1 Corinthians 10:11 states “Now all these happened unto them for ensamples; and for…our admonition.”  The failures of those who have not fulfilled the office rightly serve as an example and warning to those who hold it today and in the future.

And even though some of the bishops have not rightly and duly fulfilled their calling, the office itself, the apostolic succession, remains.

When the men consecrated to the office of bishop are faithful to the charge given in it; the Church is ministered to, taught, edified, unified and fed.

This is what we are witnessing; it is what we are participating in, in our day. This past October we again saw four bishops, a different four, each consecrated in the lineage of the “Chamber’s Succession,” come together to edify and unify the fractured Continuing Anglican churches.
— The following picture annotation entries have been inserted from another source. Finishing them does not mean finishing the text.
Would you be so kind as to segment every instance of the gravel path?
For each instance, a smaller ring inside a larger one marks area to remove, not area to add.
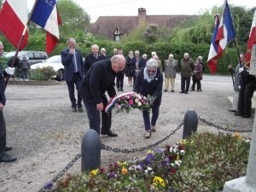
[[[126,78],[124,89],[131,91]],[[164,92],[157,131],[150,139],[143,138],[142,113],[134,109],[126,113],[113,113],[113,130],[118,137],[101,136],[106,145],[120,148],[137,148],[163,139],[183,121],[189,109],[212,123],[231,129],[252,129],[253,118],[236,117],[228,109],[233,96],[230,77],[204,76],[202,92],[180,94],[180,76],[175,83],[175,93]],[[121,93],[121,92],[119,92]],[[6,90],[7,106],[4,108],[9,153],[17,156],[14,163],[0,163],[0,191],[38,191],[52,179],[76,154],[80,153],[81,140],[89,124],[86,113],[73,113],[65,82],[54,85],[9,84]],[[253,113],[254,116],[254,113]],[[217,132],[214,127],[199,123],[199,131]],[[182,138],[179,130],[167,141],[159,145],[175,143]],[[250,137],[251,133],[244,134]],[[132,160],[143,157],[144,152],[126,154],[102,151],[102,166],[113,160]],[[79,160],[68,171],[79,172]]]

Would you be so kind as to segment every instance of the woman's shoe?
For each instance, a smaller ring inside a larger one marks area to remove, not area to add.
[[[155,132],[156,131],[156,127],[154,126],[151,126],[151,132]]]
[[[149,138],[151,137],[151,131],[146,131],[144,137],[145,138]]]

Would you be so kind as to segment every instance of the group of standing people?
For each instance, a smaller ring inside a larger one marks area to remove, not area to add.
[[[146,54],[140,56],[139,50],[135,50],[134,54],[131,50],[125,57],[121,49],[113,49],[113,55],[108,56],[104,48],[102,48],[99,53],[98,45],[94,44],[91,46],[91,53],[85,56],[84,62],[80,51],[75,49],[75,40],[70,38],[67,44],[68,48],[61,51],[61,61],[65,67],[64,79],[68,87],[73,111],[76,112],[78,107],[79,111],[83,112],[83,100],[90,129],[94,129],[98,134],[116,137],[117,134],[110,130],[111,112],[106,113],[103,110],[104,106],[108,103],[105,92],[107,91],[108,97],[113,99],[117,95],[116,90],[124,91],[125,74],[133,91],[146,96],[149,95],[154,98],[151,119],[148,112],[143,112],[146,131],[144,137],[149,138],[151,132],[156,131],[155,124],[159,116],[164,81],[161,61],[159,60],[156,53],[152,52],[151,58],[148,60]],[[174,92],[177,61],[174,60],[173,55],[169,55],[168,59],[165,61],[164,67],[164,91]],[[191,90],[195,90],[195,84],[198,91],[201,90],[202,65],[200,58],[194,63],[194,61],[189,57],[189,54],[185,53],[184,58],[181,61],[182,93],[189,92],[192,74]],[[78,101],[74,96],[74,85],[77,89]]]
[[[69,38],[67,44],[68,47],[61,51],[61,62],[73,111],[76,112],[78,108],[79,112],[83,112],[83,100],[90,128],[98,134],[117,137],[110,129],[111,112],[107,113],[104,111],[104,107],[108,103],[106,92],[113,99],[117,96],[115,86],[117,90],[123,91],[125,74],[135,92],[154,98],[151,120],[149,112],[143,112],[146,131],[144,137],[149,138],[151,131],[156,131],[162,96],[163,74],[159,61],[154,58],[148,61],[147,55],[140,57],[138,50],[135,51],[134,55],[130,51],[125,58],[121,49],[114,49],[113,54],[108,56],[105,49],[102,49],[99,54],[99,47],[94,44],[84,62],[80,51],[75,48],[75,39]],[[74,96],[75,86],[78,101]]]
It was a first step, but an important one. When bishops fulfill the calling of their office the Church can only be blessed!

It is a step that most certainly must please our Lord, His holy Apostles, and all those men that have faithfully held the episcopal office in their succession throughout the Church’s history.

On this day let us thank our Lord that we are in a part of His Church that realizes the essential importance of the episcopate and zealously guards it.

And let us pray for those men who faithfully hold the office in each of the Joint Synod churches and throughout orthodox, Continuing Anglicanism.

May God grant them, and each of their successors, the grace to fulfill their consecrated calling to minister, edify, teach, unify and feed Christ’s flock.

To the glory of our Lord Jesus who instituted the office, and the building up of His One, Holy, Catholic and Apostolic Church.  Amen.